SELECTOR contributes to the EC policy : “Reaching non-dependence in certain technologies will open new markets to our industries and will increase the overall competitiveness of the European Space sector”. It focuses on the development of innovative passive components to increase the number of freely accessible space qualified passive components. SELECTOR aims at developing Surface Mount Technology (SMT) compatible electromechanical switches for space sector high miniaturization. These devises called “Miniature Electro Mechanical Relay” (MEMR), already exist for microwave industrial ground application like Automatic Test Equipment. SELECTOR will deliver MEMR as part of ESA portfolio European Preferred Part List (EPPL) so that this high integration, high performance passive component be available with noi restriction for the whole European industry. SELECTOR will also demonstrate a whole new approach of self-redunded microwave equipment called “Meta-equipment” based on microwave specific SMT board level assembly and MEMR components to minimize cost and improve integration.

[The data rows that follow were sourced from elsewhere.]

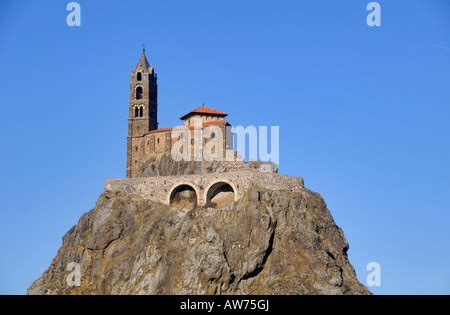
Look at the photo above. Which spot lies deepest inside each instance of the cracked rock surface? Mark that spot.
(268, 242)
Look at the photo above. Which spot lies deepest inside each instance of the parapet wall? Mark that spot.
(159, 189)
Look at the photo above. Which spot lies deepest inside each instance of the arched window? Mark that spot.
(139, 92)
(183, 197)
(220, 195)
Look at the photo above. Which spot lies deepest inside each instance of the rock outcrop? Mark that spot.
(267, 242)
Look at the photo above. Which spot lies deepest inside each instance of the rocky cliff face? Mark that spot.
(268, 242)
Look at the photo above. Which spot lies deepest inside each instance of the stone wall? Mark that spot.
(159, 189)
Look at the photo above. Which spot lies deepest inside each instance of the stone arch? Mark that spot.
(183, 196)
(220, 194)
(139, 92)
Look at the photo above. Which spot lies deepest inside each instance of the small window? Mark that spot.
(139, 93)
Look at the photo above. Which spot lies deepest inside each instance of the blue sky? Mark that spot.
(363, 114)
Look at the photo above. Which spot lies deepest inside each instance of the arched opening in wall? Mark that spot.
(139, 93)
(183, 197)
(220, 195)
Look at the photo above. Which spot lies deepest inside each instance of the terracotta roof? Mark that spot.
(205, 110)
(143, 63)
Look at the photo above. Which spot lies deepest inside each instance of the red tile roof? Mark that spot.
(205, 110)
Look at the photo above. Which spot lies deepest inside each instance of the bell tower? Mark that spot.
(142, 109)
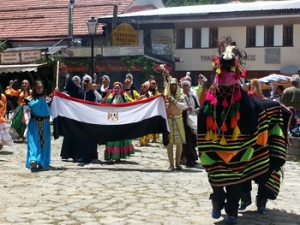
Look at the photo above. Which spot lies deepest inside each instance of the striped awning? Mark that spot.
(272, 78)
(277, 79)
(19, 68)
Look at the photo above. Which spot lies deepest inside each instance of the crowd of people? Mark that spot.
(240, 136)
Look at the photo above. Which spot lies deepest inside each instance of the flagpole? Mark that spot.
(57, 74)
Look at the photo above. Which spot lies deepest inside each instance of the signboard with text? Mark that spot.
(17, 57)
(162, 46)
(30, 56)
(103, 67)
(79, 52)
(111, 51)
(124, 34)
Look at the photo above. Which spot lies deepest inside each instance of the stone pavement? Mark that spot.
(138, 190)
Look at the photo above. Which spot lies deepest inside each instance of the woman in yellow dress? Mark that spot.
(21, 115)
(5, 138)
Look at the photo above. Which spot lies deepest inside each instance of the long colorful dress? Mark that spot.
(118, 149)
(38, 135)
(5, 138)
(145, 139)
(20, 118)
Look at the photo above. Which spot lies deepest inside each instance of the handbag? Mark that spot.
(192, 118)
(192, 122)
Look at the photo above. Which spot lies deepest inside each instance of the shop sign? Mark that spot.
(111, 51)
(162, 46)
(209, 58)
(124, 34)
(17, 57)
(30, 56)
(10, 57)
(71, 52)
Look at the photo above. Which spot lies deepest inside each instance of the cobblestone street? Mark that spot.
(139, 190)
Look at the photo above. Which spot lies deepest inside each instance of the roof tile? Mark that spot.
(35, 18)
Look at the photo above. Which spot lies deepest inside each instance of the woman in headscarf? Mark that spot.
(38, 136)
(255, 89)
(117, 150)
(80, 150)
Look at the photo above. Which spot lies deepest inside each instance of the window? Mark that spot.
(147, 40)
(196, 38)
(213, 37)
(251, 37)
(269, 36)
(180, 38)
(288, 35)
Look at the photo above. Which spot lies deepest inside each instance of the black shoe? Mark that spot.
(190, 164)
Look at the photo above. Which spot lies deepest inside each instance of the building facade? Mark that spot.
(267, 31)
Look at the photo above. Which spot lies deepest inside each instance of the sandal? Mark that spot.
(171, 168)
(33, 164)
(178, 166)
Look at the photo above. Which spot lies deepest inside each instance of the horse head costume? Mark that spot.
(239, 138)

This demonstrator will address Very High Throughput Satellites (VHTS) emerging applications where the new paradigm is the introduction of digital technologies dealing with very high number of RF chains. VHTS system answers to telecommunication operator calling for optimized capital expenditure, no matter which network, ground or space, to supply their products and services. New evolution toward high RF power and high frequency capability will be implemented to open-up new sector of application within Space satellites (Navigation, earth observation), but also non space sectors. SELECTOR value chain includes a supplier of space passive component “Radiall”, a space integrator “Thales Alenia Space”, a leader into electromagnetic design the “Universitat polytecnica of Valencia” and a center of excellence for space reliability of high complexity miniature component the “CSEM”.